跳转至

C51-DQN Implementation Plan

Goal: Add c51_dqn (Categorical / Distributional DQN) as a first-class discrete-action algorithm with: - fixed atom support [v_min, v_max] with num_atoms - categorical distribution projection for Bellman updates - cross-entropy loss against the projected target distribution

Architecture: Keep train_dqn as the trainer entrypoint to maximize reuse (same replay buffer + epsilon-greedy loop). Add a dedicated distributional Q-network (MLPC51QNetwork) and algorithm (C51DQN).

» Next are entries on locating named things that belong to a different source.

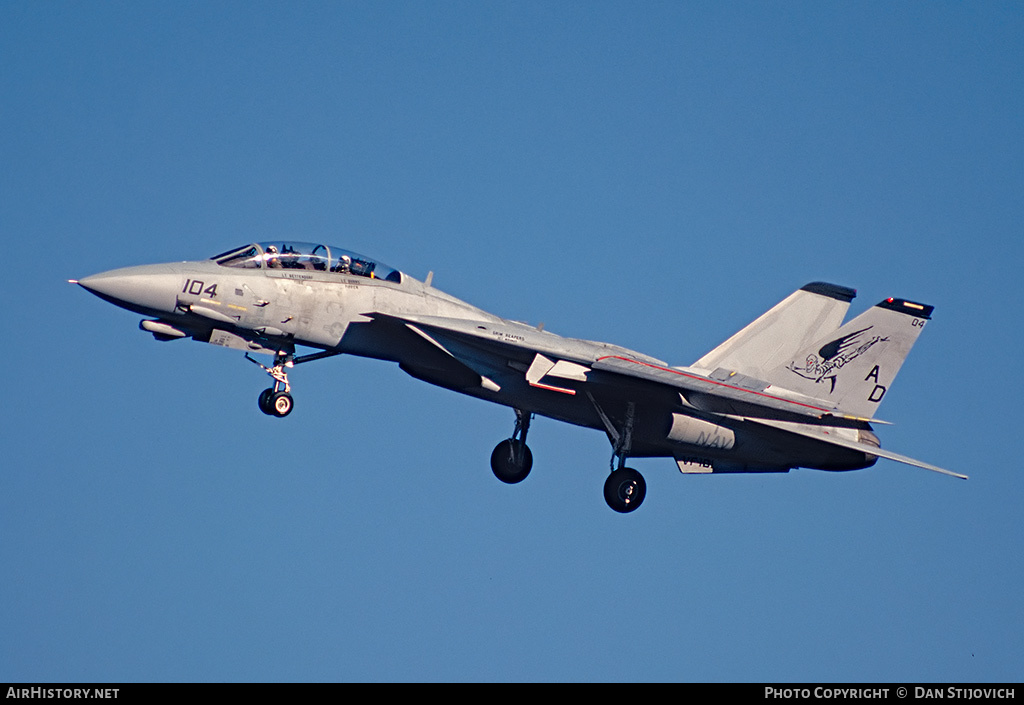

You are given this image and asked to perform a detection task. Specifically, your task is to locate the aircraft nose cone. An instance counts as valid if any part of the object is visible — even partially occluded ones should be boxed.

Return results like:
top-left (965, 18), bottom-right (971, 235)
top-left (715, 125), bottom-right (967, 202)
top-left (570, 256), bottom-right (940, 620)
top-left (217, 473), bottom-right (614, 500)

top-left (78, 264), bottom-right (181, 315)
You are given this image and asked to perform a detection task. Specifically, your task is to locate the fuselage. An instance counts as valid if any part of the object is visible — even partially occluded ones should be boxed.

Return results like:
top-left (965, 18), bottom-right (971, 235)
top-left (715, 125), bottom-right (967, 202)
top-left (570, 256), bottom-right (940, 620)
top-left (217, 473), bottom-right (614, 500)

top-left (79, 243), bottom-right (874, 471)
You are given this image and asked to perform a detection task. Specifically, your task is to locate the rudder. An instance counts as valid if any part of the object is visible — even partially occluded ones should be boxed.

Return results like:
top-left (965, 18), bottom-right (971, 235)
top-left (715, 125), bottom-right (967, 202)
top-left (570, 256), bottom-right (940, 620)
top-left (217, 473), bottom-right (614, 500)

top-left (768, 298), bottom-right (934, 418)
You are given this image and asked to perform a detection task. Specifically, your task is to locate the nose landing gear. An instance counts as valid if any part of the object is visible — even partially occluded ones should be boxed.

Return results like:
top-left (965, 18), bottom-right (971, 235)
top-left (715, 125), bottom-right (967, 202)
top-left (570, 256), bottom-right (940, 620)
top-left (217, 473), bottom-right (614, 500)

top-left (246, 349), bottom-right (341, 418)
top-left (246, 350), bottom-right (295, 418)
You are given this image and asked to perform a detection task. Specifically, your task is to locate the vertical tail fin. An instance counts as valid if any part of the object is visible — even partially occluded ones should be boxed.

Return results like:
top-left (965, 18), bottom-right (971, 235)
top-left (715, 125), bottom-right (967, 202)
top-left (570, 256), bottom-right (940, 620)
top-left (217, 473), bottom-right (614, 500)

top-left (693, 282), bottom-right (857, 379)
top-left (767, 298), bottom-right (934, 418)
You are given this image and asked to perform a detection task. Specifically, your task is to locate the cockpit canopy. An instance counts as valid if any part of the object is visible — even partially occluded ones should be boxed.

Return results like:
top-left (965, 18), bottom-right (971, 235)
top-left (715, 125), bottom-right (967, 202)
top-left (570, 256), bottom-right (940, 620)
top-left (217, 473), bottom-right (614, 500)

top-left (211, 242), bottom-right (401, 284)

Wire checkpoint load/eval/predict through the registry so CLI and managed API work unchanged.


Task 1: Add failing coverage

Files: - Create: tests/test_c51_dqn_update.py - Modify: tests/test_dqn_trainer_smoke.py - Modify: tests/test_cli.py - Modify: tests/test_public_api.py - Modify: tests/test_package_api_exports.py - Create: tests/test_c51_dqn_reference_script.py

Expected: FAIL until the model, algorithm, and registry wiring exist.


Task 2: Implement model + algorithm

Files: - Create: src/rl_training/models/mlp_c51_q_network.py - Create: src/rl_training/algorithms/c51_dqn.py

Notes: - Network outputs logits with shape (batch, action_dim, num_atoms). - Action selection uses expected value E[Z] under the categorical distribution.


Task 3: Wire trainer + registry + API

Files: - Modify: src/rl_training/runtime/dqn_trainer.py - Modify: src/rl_training/experiment/registry.py - Modify: src/rl_training/api/algorithms.py - Modify: src/rl_training/api/__init__.py - Modify: src/rl_training/algorithms/__init__.py - Modify: src/rl_training/__init__.py


Task 4: Add runnable example + config

Files: - Create: examples/c51_dqn_cartpole_reference.py - Create: configs/c51_dqn/cartpole.yaml


Verification

Run: pytest -q